Rwandan Degree Program Aims for a 'University in a Box'

Laura Elizabeth Pohl for The Chronicle

Students attend an orientation session at Kepler, a new hybrid program in Kigali, Rwanda, which will use MOOCs and classroom time to help students earn competency-based associate degrees.
September 16, 2013

Agnes Musanabera has all the makings of a university student. She earned good grades at Cornerstone Leadership Academy, a selective secondary school outside Kigali, Rwanda, that she attended on scholarship. Her scores on the comprehensive national exams placed her among the top performers in the country.

But Rwanda has few universities, and those students lucky enough to earn spots are often stymied by fees that run between $1,500 and $2,000 a year—roughly three times the average annual income. In 2011, only 6.6 percent of college-age Rwandans were enrolled in universities, according to the World Bank.

"I really prayed for it," says the 20-year-old Ms. Musanabera, who was orphaned during a childhood that straddled Rwanda and Uganda in the wake of the 1994 Rwandan genocide. "I said, 'God, I need a school from America.'"

She gets her wish this month with the opening of Kepler, an education program established in Kigali, the nation's capital, by the nonprofit organization Generation Rwanda. Free for students, Kepler threads together open-source, online content from Western universities, on-site classroom instruction, and an associate degree from Southern New Hampshire University's competency-based program, College for America.

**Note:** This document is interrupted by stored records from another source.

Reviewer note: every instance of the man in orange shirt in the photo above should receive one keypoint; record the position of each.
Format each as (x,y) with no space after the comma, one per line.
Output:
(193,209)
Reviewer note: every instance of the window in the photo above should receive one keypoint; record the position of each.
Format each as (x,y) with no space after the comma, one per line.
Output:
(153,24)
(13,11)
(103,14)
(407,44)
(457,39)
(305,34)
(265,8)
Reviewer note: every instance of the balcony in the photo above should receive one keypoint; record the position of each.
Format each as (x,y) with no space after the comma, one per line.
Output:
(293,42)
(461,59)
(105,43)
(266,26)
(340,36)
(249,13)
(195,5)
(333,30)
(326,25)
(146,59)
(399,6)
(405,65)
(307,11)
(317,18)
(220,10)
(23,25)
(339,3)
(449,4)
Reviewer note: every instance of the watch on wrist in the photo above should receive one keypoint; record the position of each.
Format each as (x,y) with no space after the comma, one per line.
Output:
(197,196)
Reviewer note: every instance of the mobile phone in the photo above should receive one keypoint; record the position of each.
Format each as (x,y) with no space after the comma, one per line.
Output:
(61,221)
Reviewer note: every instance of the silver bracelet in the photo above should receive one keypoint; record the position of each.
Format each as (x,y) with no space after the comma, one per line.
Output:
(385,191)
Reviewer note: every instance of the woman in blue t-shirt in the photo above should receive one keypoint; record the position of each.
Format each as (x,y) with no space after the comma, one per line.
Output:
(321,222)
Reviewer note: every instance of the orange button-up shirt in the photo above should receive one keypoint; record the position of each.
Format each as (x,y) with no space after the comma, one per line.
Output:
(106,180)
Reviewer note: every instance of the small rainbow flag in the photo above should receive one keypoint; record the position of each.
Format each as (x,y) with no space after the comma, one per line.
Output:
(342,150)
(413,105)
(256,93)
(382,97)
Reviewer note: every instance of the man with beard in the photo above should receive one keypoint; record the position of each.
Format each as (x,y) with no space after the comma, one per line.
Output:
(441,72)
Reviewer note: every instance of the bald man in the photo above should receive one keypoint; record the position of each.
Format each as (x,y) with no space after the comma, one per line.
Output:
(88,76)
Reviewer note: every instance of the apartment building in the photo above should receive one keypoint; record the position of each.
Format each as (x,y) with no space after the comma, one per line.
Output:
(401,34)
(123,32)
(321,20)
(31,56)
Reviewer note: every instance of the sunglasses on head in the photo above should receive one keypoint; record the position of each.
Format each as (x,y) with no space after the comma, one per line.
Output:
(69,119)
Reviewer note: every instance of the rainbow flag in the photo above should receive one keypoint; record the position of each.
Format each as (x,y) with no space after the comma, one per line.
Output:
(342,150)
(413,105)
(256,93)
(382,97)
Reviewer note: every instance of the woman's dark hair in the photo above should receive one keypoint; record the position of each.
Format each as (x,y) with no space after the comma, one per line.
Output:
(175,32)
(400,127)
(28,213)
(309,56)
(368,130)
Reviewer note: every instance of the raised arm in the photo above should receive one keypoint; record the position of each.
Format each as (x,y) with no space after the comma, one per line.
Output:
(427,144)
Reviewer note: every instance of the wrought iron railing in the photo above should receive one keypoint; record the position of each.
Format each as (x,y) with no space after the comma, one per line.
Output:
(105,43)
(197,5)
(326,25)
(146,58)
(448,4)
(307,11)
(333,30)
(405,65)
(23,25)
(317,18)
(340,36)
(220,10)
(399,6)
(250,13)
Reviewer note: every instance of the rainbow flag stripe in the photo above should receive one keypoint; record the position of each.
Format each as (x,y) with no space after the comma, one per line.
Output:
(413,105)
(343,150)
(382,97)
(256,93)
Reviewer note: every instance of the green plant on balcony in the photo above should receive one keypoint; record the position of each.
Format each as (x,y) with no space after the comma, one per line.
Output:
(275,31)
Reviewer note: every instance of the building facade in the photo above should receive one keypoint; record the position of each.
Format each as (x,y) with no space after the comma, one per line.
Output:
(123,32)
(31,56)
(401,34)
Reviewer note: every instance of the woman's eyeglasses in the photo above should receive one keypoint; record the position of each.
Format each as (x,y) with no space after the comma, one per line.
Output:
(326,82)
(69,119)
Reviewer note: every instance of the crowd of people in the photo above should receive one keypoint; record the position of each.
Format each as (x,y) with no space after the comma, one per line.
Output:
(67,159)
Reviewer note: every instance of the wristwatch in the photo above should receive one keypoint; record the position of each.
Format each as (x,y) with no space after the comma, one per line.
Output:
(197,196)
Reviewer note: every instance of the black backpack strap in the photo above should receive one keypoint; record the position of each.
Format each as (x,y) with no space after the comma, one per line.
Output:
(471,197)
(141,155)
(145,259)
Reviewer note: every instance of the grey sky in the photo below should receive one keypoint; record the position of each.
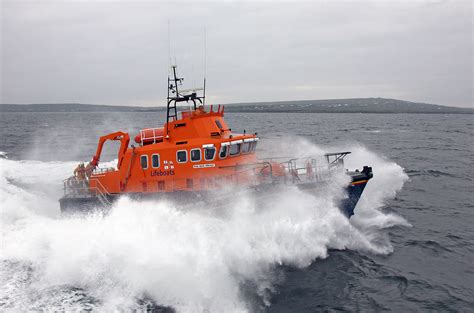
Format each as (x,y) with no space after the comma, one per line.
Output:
(109,52)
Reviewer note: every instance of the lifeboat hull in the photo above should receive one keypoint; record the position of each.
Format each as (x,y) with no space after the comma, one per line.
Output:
(89,204)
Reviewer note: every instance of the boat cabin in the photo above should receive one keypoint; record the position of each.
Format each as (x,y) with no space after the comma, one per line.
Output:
(195,150)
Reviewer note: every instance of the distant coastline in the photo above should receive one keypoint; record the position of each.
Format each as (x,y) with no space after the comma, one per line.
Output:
(358,105)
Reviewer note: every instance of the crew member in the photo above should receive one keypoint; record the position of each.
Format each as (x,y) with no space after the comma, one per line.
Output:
(88,170)
(80,172)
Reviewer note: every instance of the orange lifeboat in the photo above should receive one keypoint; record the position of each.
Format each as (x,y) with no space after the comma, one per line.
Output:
(194,153)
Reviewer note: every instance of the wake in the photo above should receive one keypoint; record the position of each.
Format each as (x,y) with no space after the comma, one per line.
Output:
(192,260)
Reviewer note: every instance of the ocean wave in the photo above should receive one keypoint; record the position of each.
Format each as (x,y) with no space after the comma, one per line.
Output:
(193,260)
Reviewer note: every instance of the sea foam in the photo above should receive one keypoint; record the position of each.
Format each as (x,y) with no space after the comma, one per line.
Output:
(191,260)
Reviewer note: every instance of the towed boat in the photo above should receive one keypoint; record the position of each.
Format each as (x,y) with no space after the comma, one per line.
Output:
(196,156)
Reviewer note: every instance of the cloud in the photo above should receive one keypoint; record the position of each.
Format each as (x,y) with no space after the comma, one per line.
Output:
(117,52)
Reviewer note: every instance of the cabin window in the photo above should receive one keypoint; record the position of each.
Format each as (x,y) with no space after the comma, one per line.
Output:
(209,153)
(144,161)
(253,146)
(246,147)
(224,152)
(155,160)
(182,156)
(196,155)
(235,149)
(161,185)
(189,183)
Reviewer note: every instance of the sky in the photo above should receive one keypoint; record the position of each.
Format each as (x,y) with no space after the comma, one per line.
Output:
(119,52)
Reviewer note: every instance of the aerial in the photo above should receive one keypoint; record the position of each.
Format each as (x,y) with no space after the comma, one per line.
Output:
(264,156)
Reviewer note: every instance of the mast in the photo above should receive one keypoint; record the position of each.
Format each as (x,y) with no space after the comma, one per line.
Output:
(175,96)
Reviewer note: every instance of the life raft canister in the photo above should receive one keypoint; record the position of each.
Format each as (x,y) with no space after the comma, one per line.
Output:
(150,135)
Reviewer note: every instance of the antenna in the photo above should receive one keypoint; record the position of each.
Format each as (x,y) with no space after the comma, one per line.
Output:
(205,68)
(169,48)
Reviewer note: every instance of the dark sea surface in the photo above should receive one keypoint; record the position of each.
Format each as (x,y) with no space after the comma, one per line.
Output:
(411,247)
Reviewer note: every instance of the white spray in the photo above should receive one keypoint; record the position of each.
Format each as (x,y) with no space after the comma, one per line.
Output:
(192,260)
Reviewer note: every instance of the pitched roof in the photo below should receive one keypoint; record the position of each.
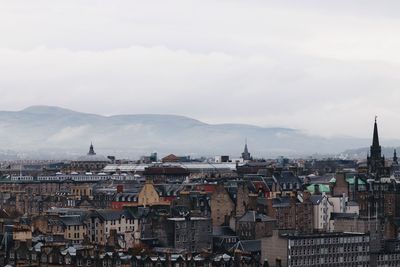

The goal is to build a low-cost, high-quality blended-learning model that can be replicated anywhere, says Generation Rwanda's executive director, Jamie Hodari. Kepler's first four years are being financed by a corporate foundation that insists, at least for now, on keeping its name and the size of its contribution secret. The 10-year plan includes scaling up from the inaugural class of 50—Ms. Musanabera among them—to 100,000 students at replica programs around the world.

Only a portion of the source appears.